Nathan Hoad

Publishing prototypes

I was recently watching John Romero's talk from GDC 16 when one of his principles stuck out to me:

"No prototypes. Just make the game. Polish as you go. Don't depend on polish happening later. Always maintain constantly shippable code."
—John Romero

When you've had the success that he had with id Software back in the day it's hard to argue. So argue I won't. Instead I will elaborate on the point Romero has made with my own interpretation of it.

"Publish your prototypes. Test out ideas on smaller games and release them before committing them to bigger projects."

This way you still technically aren't making 'prototypes' because you're releasing actual games but you're also getting the benefits of testing out ideas beforehand.

Perhaps not all prototypes make it far enough for them but, for any that do, there is value in the “releasing a game” experience.

Screenshot of Timesweeper
Timesweeper is a two-player showdown.

I recently published a game on and Itch (the Itch version is just the Gotm version embedded) called Timesweeper.

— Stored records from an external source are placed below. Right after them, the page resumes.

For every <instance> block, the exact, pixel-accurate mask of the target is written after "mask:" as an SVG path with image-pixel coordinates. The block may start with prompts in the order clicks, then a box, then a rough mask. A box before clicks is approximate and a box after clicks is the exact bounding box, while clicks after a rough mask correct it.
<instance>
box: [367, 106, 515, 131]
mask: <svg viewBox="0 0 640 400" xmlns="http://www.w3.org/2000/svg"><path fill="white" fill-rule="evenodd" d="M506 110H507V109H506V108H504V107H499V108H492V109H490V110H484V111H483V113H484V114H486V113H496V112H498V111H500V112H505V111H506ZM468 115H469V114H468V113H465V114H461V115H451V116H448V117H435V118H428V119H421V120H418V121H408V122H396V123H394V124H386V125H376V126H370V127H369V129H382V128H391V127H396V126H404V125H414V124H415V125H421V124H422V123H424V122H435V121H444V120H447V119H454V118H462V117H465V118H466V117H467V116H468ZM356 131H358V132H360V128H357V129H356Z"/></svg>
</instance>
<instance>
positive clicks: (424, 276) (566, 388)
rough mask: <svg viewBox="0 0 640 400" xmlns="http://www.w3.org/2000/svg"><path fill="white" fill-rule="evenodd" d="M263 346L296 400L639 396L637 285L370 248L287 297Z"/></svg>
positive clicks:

Timesweeper began as a quick prototype of the high level multiplayer API in Godot 3, then a quick prototype to see if that would work with the Gotm addon.

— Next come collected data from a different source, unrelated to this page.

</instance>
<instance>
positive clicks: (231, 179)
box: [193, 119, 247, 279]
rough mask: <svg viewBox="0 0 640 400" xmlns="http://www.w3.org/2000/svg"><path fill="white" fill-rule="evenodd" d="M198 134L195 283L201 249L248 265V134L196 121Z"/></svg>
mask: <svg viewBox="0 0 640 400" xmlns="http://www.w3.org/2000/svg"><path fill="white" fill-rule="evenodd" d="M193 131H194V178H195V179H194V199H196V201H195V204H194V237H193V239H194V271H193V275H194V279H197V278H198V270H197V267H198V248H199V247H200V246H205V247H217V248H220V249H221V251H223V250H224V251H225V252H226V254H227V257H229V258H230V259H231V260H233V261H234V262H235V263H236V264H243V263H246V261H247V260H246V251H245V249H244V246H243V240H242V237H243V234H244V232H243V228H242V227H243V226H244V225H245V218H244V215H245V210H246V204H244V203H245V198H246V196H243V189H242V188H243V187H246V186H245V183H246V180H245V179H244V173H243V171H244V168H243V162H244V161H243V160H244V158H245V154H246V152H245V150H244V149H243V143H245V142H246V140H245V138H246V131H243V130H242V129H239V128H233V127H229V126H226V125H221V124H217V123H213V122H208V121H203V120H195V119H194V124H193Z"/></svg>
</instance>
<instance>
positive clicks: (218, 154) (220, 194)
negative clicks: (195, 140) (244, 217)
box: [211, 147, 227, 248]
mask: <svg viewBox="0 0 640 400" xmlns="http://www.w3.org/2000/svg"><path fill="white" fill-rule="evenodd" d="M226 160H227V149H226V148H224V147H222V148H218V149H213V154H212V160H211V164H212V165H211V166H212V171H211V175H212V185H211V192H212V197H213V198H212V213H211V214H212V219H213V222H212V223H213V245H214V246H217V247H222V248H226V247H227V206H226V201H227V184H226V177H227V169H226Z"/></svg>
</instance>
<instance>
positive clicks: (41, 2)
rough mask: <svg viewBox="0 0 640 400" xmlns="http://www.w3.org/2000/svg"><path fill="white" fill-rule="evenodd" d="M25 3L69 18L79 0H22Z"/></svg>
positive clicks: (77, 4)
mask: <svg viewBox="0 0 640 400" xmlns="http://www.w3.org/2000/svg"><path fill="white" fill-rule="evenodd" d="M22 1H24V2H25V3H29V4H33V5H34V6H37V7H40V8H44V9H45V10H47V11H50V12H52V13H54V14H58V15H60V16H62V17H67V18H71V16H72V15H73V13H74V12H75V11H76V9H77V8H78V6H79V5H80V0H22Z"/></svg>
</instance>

It wasn't long before I had the whole thing functional as a very rough prototype. The game was mostly playable but setting it up each time was a bit cumbersome.

I figured that I was close enough to having an actual game I should just tidy up the rough edges and actually finish it.

I added a title screen and some UI to host/join games as well as the end screen when someone wins.

There are four main reasons I like releasing prototype games:

  1. It makes you solve any actual problems, not just prove the basic idea. If you have to release the game into the wild you have to make sure your idea is fully formed. This means you won't have half-baked ideas making their way into your bigger project.
  2. Doing something a second time is always better. You can make a small mess of the first implementation while you learn how best to do it. Then, with your newfound knowledge, you can implement a cleaner solution into the main project.
  3. Even if you don't end up using the idea for anything else you've got something to show for it. In the example of Pixel Beach, I'm not sure if I'll end up using the web-app-as-desktop-game method for releasing my bigger project but it was fun to test out and I have a full game to show for the effort.
  4. You never know when someone will fall in love with your 'throwaway' game.